Avevo venti sei o venti sette anni quando mi sono disamorato della
Storia, io che la studiavo, perché a pochi chilometri da casa mia si
scoprivano le fosse comuni di una guerra etnica con corpi ridotti a
brandelli – ancora corpi, sempre e solo corpi – mentre dalle
biblioteche di tutta Europa la nostra Unione, la stessa per le
politiche della quale quando sono tornato da Londra sentivo gente che
si suicidava ogni giorno dal televisore per i debiti, corpi reali
resi pornografia dalla politica, e allora era meglio spegnere il televisore
e guardare le foto di Nobuyoshi Araki, era più onesto, sarebbe più
onesto anche per loro visto che imparerebbero cos'è l'arte senza
virgolette, un gesto più intimo e profondo, aveva vietato la
conservazione del Mein Kampf che proprio allora stava tornando a
essere al centro delle diatribe tra storici per via delle teorie di
Ernst Nolte: pare che a leggere bene Hitler non fosse spaventato
dagli ebrei ma dai bolscevichi, e che colpendo gli ebrei il dittatore
volesse proprio impedire la rivoluzione, pare addirittura che i campi
di sterminio fossero stati modellati sui gulag, per una paura così
forte che era diventata imitazione, ma quel divieto alla circolazione
di un libro ci aveva resi impotenti a studiare, si sarebbe detto sì
o no a Nolte per simpatia o antipatia, e allora che cos'era la
Storiografia?

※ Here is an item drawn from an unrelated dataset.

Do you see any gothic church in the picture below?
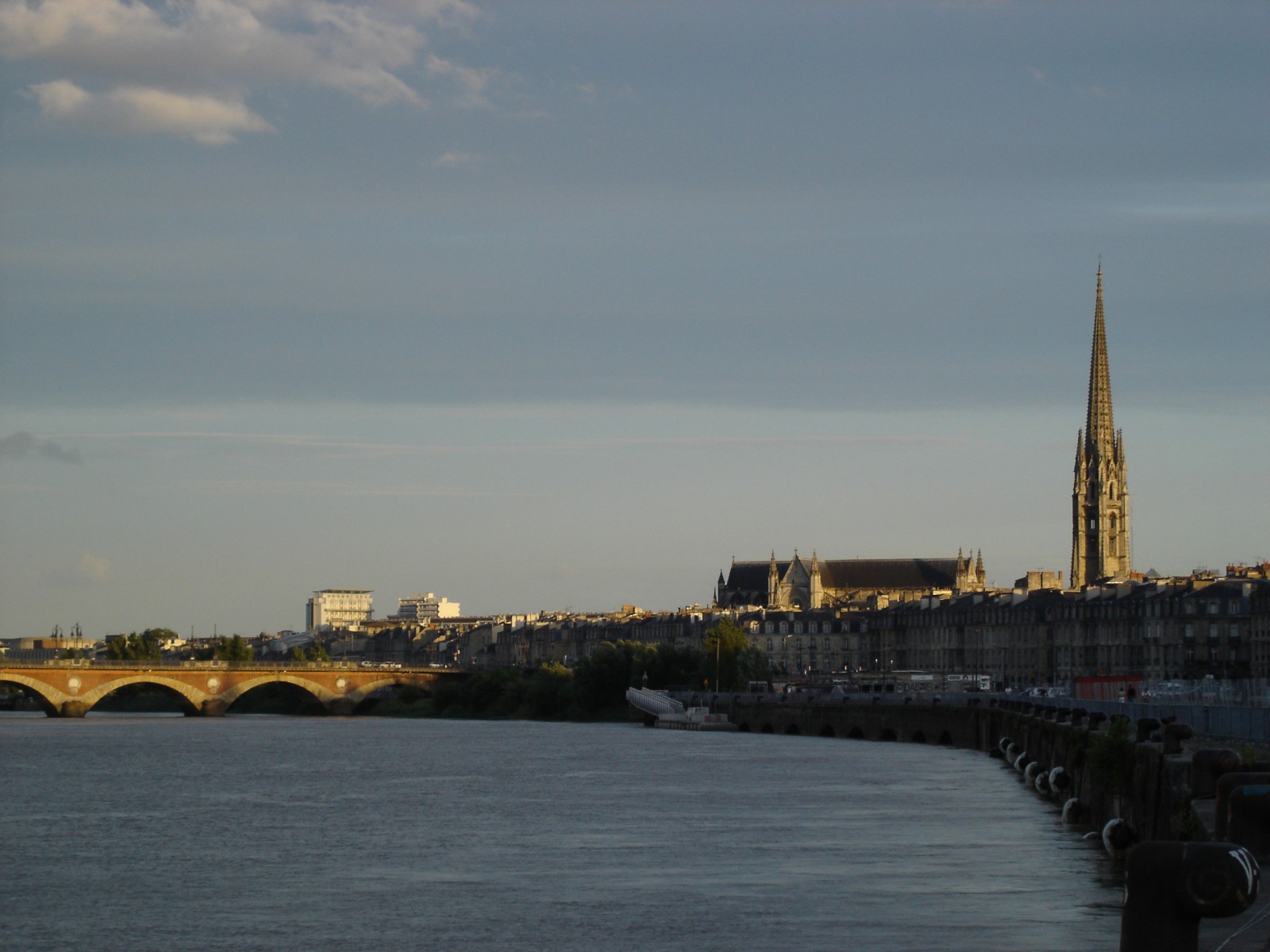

E poi quei corpi oltremare, in una terra che da sempre
aveva raccolto le tensioni e le frustrazioni d'Europa, la sua
incapacità a vivere le sue radici, questa Europa maschile e
patriarcale che ha sempre bisogno di staccarsi dal proprio dolore per
costruire e far affondare chi non ce la fa, non riconoscendoli più
nemmeno come figli, questo nelle nostre famiglie tanto quanto sul
piano sociale, e chi ha detto che dobbiamo smetterla di porci delle
domande al riguardo se ancora tutto funziona così, così abbandono
la Storia per non essere uno dei tanti Adolf Eichmann, che
soddisfazione sapere che i treni arrivano in orario senza poter
nemmeno guardare cosa trasportano, e sentirselo magari dire dopo
cinquant'anni da Die Zeitung o da Life. Dove sarei stato io, nel
frattempo?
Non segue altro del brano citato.